Fact is, you don't know what the hell you're talking about, your understanding of planetary space (and probably of Science in general) is based on the absurd Discovery Channel CGI animation you watch on television, or perhaps on space fantasy flicks such as Star Wars... Spaceships dodging asteroids and similar garbage.
If there was such a high risk of collision with "space debris," NASA would have given up in the early 1960s, dummy. The fact is that NASA considers debris impact an acceptable risk — safe enough to risk billions of dollars in equipment and dozens of human lives on a regular basis — which means the risk is very low.
A tiny piece of loose foam insulation on the launch pad poses more risk to a manned mission than all of the space junk and meteors that don't come within a hundred miles of any given mission.

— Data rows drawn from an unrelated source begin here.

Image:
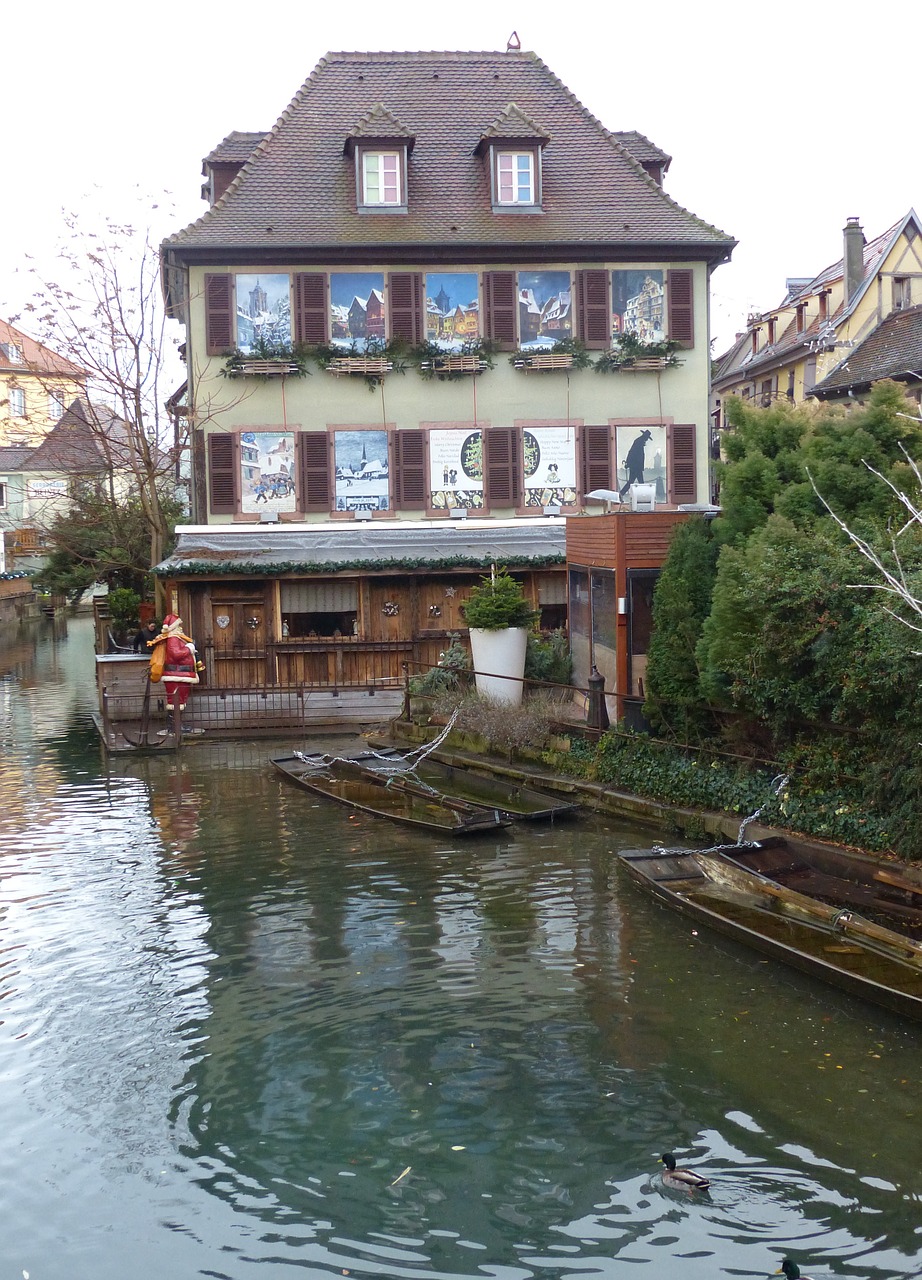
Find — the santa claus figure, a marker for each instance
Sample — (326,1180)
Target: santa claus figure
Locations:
(179,668)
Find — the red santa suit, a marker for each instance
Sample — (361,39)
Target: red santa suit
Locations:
(179,663)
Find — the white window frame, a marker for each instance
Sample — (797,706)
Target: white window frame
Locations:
(507,177)
(398,158)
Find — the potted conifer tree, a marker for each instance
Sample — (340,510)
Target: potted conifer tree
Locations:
(498,617)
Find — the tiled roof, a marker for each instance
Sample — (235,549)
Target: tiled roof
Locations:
(894,350)
(297,192)
(71,447)
(36,357)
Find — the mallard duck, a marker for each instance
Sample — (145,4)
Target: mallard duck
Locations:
(792,1270)
(681,1178)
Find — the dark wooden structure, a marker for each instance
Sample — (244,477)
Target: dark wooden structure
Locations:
(612,565)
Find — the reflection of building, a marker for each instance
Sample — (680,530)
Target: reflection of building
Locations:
(452,210)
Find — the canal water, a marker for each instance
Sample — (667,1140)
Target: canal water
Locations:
(245,1033)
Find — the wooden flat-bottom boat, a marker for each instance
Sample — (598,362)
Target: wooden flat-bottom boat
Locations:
(835,945)
(414,807)
(881,892)
(520,803)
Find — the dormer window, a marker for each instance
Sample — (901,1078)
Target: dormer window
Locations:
(380,147)
(515,178)
(512,147)
(382,178)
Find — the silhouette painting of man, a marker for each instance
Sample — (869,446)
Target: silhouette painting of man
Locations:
(635,461)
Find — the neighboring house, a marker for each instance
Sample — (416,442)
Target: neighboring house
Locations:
(36,484)
(807,344)
(36,385)
(452,199)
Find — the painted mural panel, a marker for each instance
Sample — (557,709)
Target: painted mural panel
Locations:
(452,309)
(642,458)
(639,304)
(544,309)
(455,470)
(361,470)
(549,465)
(263,311)
(268,471)
(356,309)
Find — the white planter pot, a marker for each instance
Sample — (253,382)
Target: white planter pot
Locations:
(500,654)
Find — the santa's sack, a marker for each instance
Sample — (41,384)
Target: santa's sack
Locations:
(158,658)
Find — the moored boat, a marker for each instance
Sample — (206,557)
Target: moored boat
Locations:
(337,780)
(835,945)
(520,803)
(886,894)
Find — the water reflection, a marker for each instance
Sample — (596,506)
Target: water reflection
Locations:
(254,1028)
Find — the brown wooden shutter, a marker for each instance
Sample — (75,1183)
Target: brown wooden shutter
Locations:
(593,310)
(410,470)
(223,471)
(406,305)
(680,461)
(219,315)
(314,467)
(502,467)
(500,306)
(597,469)
(310,309)
(680,298)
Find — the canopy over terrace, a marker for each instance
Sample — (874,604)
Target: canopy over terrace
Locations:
(370,545)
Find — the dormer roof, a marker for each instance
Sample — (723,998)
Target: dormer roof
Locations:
(512,126)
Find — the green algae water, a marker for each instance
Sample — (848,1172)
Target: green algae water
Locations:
(245,1032)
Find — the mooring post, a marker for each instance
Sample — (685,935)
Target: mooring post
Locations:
(598,711)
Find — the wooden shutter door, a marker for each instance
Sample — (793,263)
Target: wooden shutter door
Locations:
(405,304)
(680,300)
(316,490)
(310,309)
(410,470)
(593,310)
(500,306)
(219,315)
(680,456)
(502,471)
(223,470)
(597,469)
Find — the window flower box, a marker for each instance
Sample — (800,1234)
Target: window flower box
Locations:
(360,366)
(544,361)
(441,365)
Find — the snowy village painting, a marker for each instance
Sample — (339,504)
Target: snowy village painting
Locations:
(361,470)
(356,309)
(452,309)
(544,309)
(549,465)
(639,305)
(268,471)
(263,312)
(455,470)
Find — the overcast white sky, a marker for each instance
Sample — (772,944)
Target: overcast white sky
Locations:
(783,120)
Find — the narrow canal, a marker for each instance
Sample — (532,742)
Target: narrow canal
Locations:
(246,1033)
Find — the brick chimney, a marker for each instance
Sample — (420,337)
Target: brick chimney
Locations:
(853,257)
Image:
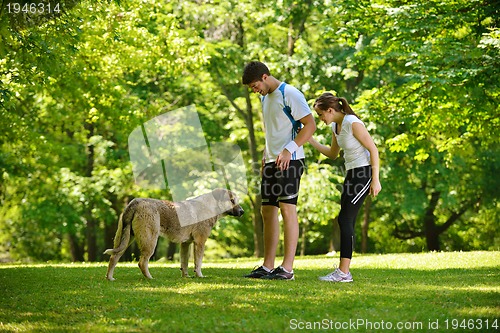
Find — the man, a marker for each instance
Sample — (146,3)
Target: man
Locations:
(285,110)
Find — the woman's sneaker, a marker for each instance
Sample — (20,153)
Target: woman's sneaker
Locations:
(279,273)
(337,276)
(258,273)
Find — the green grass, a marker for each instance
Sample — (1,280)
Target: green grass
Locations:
(458,288)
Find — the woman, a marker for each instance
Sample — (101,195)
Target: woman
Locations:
(362,167)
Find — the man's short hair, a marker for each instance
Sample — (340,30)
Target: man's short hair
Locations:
(253,72)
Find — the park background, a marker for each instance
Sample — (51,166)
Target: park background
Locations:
(423,76)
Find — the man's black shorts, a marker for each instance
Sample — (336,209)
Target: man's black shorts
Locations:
(281,186)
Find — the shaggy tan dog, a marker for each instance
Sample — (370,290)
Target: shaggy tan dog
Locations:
(184,222)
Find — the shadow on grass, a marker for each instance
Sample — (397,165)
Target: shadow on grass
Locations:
(65,298)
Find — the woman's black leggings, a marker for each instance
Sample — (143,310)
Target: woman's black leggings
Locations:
(354,191)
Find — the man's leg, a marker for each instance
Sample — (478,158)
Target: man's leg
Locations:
(291,234)
(271,234)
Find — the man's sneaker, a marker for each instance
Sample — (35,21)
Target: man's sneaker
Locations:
(337,276)
(258,273)
(279,274)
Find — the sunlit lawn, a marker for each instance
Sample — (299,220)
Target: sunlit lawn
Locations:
(417,292)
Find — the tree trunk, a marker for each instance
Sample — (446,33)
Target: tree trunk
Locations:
(431,230)
(91,233)
(76,248)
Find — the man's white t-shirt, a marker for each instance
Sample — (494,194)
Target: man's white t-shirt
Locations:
(355,154)
(278,126)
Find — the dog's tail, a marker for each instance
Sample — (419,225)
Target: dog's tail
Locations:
(122,236)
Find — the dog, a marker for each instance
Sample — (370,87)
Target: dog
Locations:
(183,222)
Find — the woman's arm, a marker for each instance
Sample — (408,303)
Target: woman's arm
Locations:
(361,133)
(331,152)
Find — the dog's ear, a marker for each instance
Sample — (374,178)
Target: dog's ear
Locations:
(221,194)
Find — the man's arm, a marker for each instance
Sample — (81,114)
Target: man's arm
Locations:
(283,160)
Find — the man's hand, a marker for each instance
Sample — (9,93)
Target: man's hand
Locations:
(283,160)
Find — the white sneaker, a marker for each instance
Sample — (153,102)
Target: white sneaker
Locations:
(337,276)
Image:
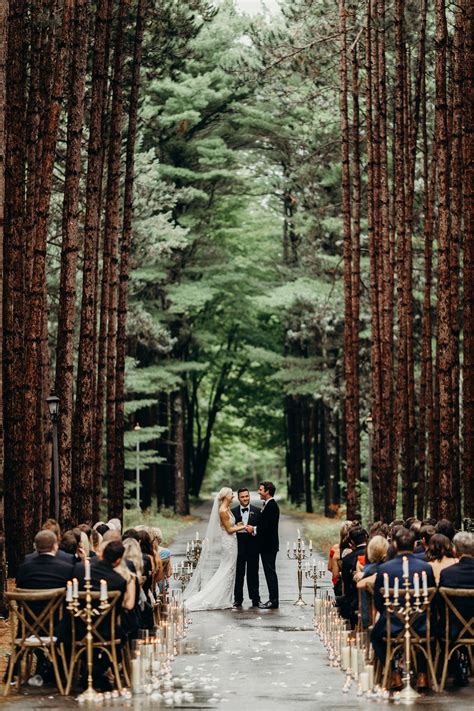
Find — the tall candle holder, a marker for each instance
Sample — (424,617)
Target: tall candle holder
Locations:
(87,614)
(299,554)
(183,572)
(407,613)
(315,571)
(193,550)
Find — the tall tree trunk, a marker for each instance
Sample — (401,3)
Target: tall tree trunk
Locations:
(468,267)
(351,414)
(3,67)
(69,252)
(444,341)
(125,267)
(14,284)
(86,477)
(181,499)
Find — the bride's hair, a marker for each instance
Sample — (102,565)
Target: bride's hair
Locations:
(225,491)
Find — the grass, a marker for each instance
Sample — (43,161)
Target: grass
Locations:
(169,523)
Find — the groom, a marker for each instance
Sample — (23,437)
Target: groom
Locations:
(247,554)
(266,533)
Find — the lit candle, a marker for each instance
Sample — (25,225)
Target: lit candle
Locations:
(364,681)
(345,657)
(103,590)
(369,668)
(424,580)
(405,567)
(416,584)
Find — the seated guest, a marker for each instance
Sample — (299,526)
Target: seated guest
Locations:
(446,528)
(404,542)
(460,576)
(52,525)
(440,554)
(376,555)
(426,532)
(348,601)
(45,570)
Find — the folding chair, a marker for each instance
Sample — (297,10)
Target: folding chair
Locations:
(104,639)
(33,629)
(420,642)
(452,614)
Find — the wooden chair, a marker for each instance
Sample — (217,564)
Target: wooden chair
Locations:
(465,635)
(420,642)
(106,641)
(33,628)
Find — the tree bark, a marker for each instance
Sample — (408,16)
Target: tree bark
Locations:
(468,267)
(69,253)
(125,267)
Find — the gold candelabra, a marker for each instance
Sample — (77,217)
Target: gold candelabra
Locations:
(315,571)
(193,550)
(183,572)
(407,612)
(299,554)
(87,614)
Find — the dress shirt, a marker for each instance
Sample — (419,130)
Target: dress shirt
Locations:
(245,514)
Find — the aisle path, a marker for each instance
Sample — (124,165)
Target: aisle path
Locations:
(253,659)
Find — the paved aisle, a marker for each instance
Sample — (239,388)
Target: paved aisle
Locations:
(265,660)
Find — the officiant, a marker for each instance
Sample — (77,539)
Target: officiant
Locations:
(248,551)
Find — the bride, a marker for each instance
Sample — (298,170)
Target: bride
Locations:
(212,585)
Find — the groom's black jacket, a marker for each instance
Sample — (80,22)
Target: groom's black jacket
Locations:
(245,542)
(267,531)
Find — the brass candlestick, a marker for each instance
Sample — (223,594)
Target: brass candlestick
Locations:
(299,554)
(183,572)
(407,614)
(87,613)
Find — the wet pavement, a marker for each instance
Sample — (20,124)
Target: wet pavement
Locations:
(266,660)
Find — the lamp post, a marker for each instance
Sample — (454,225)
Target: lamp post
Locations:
(369,423)
(53,407)
(137,429)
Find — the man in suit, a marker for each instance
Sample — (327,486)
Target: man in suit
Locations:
(348,601)
(404,541)
(267,538)
(247,556)
(44,570)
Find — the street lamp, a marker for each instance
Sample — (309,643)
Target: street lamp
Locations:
(137,429)
(53,406)
(369,424)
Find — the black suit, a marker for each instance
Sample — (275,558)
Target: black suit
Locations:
(268,543)
(247,557)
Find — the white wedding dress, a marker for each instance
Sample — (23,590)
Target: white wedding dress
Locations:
(212,584)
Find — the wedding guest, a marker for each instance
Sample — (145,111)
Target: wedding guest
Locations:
(446,528)
(440,554)
(404,542)
(335,556)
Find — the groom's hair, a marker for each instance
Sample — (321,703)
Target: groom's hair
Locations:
(268,486)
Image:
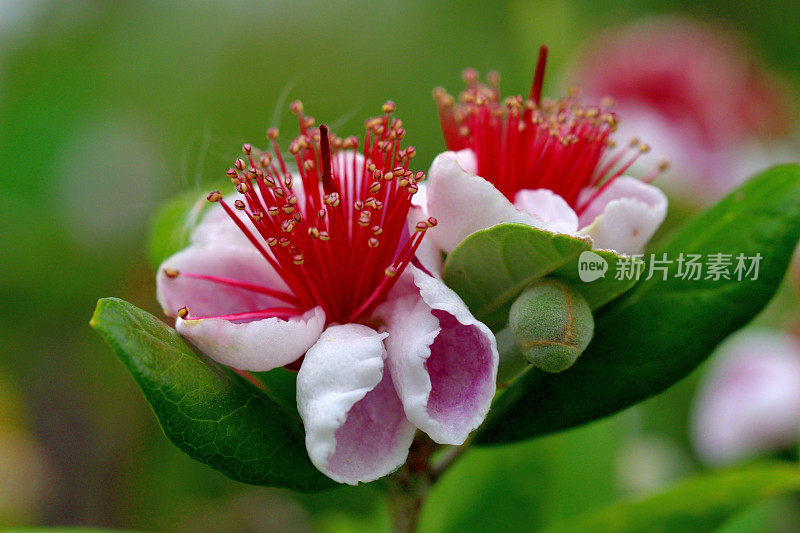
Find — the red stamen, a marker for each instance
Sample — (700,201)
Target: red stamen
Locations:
(338,243)
(538,77)
(534,144)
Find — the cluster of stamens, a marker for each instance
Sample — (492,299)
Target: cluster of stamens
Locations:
(340,238)
(532,143)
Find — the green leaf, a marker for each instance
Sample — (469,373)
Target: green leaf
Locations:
(491,267)
(601,291)
(172,224)
(697,505)
(661,330)
(206,409)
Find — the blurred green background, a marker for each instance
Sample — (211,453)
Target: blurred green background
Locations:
(107,109)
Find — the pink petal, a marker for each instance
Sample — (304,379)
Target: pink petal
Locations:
(464,203)
(218,228)
(205,298)
(443,361)
(550,207)
(356,430)
(749,402)
(625,216)
(259,345)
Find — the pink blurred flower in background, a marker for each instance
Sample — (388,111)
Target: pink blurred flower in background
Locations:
(749,402)
(701,96)
(550,164)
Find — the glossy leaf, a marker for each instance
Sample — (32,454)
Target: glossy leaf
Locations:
(697,505)
(491,267)
(602,290)
(661,330)
(205,409)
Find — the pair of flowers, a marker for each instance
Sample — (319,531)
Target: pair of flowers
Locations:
(332,267)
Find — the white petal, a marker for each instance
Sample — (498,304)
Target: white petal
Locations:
(356,430)
(749,402)
(625,216)
(550,207)
(205,298)
(259,345)
(464,203)
(443,361)
(218,228)
(467,160)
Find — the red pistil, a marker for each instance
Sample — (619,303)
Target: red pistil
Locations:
(538,76)
(535,144)
(336,232)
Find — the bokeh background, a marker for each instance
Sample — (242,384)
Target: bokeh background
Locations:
(109,108)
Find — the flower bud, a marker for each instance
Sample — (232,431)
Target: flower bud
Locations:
(552,324)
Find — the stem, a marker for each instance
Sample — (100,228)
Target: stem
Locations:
(410,485)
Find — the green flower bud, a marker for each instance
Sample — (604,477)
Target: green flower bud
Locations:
(552,324)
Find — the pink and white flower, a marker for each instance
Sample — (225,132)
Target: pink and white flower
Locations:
(314,270)
(699,93)
(548,164)
(749,401)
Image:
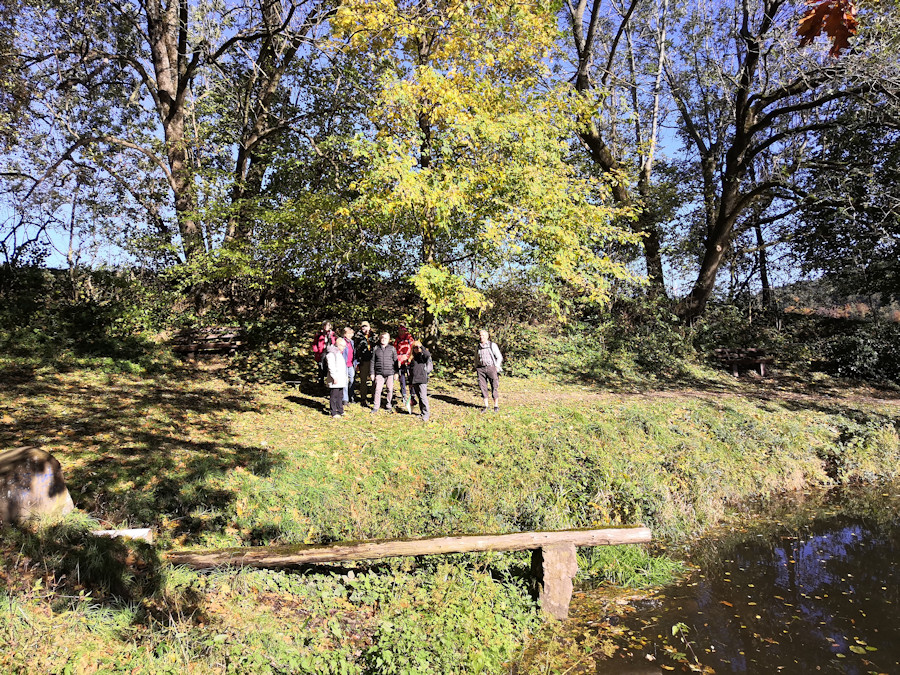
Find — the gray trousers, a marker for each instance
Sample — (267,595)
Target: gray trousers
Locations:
(362,374)
(421,393)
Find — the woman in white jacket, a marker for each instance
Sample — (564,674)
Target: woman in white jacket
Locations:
(488,364)
(336,365)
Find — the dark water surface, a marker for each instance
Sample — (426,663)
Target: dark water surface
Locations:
(809,585)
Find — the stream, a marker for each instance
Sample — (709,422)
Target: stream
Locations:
(810,583)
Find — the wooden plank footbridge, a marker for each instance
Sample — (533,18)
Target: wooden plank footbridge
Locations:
(553,561)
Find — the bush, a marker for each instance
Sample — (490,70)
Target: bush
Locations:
(870,351)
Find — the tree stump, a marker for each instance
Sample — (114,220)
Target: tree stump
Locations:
(31,484)
(552,570)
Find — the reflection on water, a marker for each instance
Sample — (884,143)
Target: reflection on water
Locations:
(812,587)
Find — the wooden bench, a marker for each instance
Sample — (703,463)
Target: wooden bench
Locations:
(210,340)
(553,561)
(743,358)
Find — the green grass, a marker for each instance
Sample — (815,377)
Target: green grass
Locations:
(210,463)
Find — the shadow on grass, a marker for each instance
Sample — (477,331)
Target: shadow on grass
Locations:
(143,451)
(76,564)
(453,400)
(318,405)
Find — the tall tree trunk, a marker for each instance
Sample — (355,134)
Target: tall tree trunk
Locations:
(715,246)
(598,150)
(768,299)
(167,34)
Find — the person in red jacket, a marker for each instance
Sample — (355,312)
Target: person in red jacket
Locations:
(404,358)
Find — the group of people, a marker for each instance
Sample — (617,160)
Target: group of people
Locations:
(359,355)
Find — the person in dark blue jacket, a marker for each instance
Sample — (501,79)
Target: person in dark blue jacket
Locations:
(420,367)
(384,367)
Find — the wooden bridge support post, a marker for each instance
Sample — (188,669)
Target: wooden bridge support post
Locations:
(552,569)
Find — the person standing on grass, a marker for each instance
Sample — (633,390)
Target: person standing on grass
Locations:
(384,367)
(488,364)
(404,356)
(419,368)
(336,366)
(324,339)
(351,371)
(363,345)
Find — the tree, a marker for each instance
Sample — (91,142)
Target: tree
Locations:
(848,227)
(602,69)
(467,168)
(747,93)
(123,77)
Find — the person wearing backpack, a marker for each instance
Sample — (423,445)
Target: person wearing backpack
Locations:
(323,339)
(420,367)
(363,345)
(336,369)
(404,357)
(488,364)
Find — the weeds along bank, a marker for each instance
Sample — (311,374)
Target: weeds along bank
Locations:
(212,464)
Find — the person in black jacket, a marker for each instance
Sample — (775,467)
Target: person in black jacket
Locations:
(384,367)
(419,368)
(363,344)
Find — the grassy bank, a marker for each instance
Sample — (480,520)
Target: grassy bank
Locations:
(208,463)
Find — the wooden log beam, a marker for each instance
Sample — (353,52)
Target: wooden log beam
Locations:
(288,556)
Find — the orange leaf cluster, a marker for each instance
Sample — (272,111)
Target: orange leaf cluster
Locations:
(835,18)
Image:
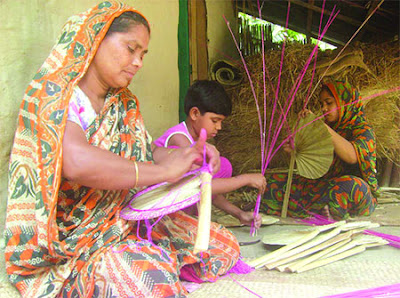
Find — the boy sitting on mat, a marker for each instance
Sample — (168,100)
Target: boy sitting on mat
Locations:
(206,105)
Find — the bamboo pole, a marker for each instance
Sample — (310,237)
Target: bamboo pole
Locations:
(204,223)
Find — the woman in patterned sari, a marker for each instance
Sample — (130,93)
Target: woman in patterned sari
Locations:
(80,151)
(350,186)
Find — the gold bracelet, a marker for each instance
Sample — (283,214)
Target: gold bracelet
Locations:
(137,174)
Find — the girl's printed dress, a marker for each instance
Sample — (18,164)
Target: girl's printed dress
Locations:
(348,190)
(68,240)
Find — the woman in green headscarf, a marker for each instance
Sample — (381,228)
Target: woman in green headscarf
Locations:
(350,186)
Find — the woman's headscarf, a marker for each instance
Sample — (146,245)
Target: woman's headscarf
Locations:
(354,128)
(36,159)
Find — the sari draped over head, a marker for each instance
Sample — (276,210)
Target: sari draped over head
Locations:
(354,128)
(49,219)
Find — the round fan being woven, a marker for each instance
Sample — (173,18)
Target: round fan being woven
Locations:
(164,199)
(313,148)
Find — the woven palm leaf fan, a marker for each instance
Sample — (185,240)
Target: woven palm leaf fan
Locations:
(313,148)
(313,153)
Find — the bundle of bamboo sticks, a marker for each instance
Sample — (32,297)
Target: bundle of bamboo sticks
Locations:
(320,246)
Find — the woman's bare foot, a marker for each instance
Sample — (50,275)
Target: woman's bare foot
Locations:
(325,212)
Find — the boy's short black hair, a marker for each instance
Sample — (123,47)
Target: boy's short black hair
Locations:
(208,96)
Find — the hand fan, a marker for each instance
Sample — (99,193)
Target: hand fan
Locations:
(313,148)
(164,198)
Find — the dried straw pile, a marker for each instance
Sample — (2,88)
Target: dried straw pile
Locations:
(371,68)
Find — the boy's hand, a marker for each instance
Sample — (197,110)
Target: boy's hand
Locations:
(247,218)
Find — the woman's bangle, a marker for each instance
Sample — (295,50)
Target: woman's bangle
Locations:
(137,174)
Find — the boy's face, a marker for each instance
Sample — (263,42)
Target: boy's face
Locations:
(211,122)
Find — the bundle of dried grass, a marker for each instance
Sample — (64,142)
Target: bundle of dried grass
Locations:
(240,138)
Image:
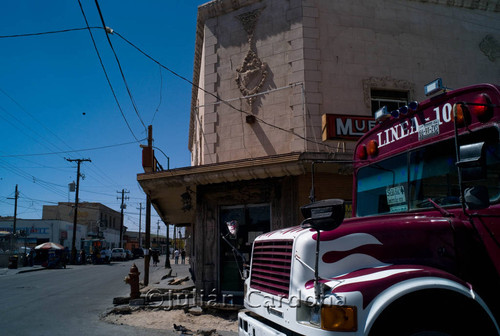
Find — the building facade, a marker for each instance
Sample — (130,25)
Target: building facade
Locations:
(38,231)
(101,221)
(284,88)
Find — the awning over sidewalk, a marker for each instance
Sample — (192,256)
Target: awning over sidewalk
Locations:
(173,191)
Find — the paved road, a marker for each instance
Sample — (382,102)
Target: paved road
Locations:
(64,301)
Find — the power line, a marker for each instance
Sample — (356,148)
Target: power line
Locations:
(108,30)
(48,32)
(222,100)
(105,72)
(72,151)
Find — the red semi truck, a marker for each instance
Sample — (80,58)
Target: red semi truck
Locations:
(421,255)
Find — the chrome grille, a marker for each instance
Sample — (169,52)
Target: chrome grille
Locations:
(271,265)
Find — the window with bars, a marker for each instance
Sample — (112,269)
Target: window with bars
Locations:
(393,99)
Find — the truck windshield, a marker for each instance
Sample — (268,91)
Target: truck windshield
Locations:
(407,181)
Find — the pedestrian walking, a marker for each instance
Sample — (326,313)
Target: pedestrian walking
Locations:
(176,256)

The most dangerous aspect of any manned mission is always liftoff, escaping the Earth's gravity. Everything after that is a comparative cake-walk. Colliding with space debris is the least of NASA's worries.
You have a greater chance of being eaten alive by a great white shark while simultaneously being struck by lightning while simultaneously winning the lottery than you have of ever colliding with something in the immense vastness of space.
So here's 25 cents. Go buy yourself an education.
— Doc Velocity
Thats all good and well but what facts are you basing your theory on, do you work for NASA? How do you know the odds of hitting debris?
Do you have some sort of formula that you have worked out?
Space Debris is a problem, if it wasn't they wouldn't offer millions of dollars for a sollution.
Originally posted by C0bzz
How do you stop something that could potentially be moving towards you at 50,000km/h (14 kilometres per second).
[edit on 31/7/2009 by C0bzz]
Originally posted by halfmanhalfamazing
Originally posted by C0bzz
How do you stop something that could potentially be moving towards you at 50,000km/h (14 kilometres per second).
[edit on 31/7/2009 by C0bzz]
You dont stop it... you join it.
If you can design something that can join these objects in orbit and achieve
the same speeds they could attach themselves to these pieces of debris, and
then... reverse thrust?
Im no scientist, would this work anyone?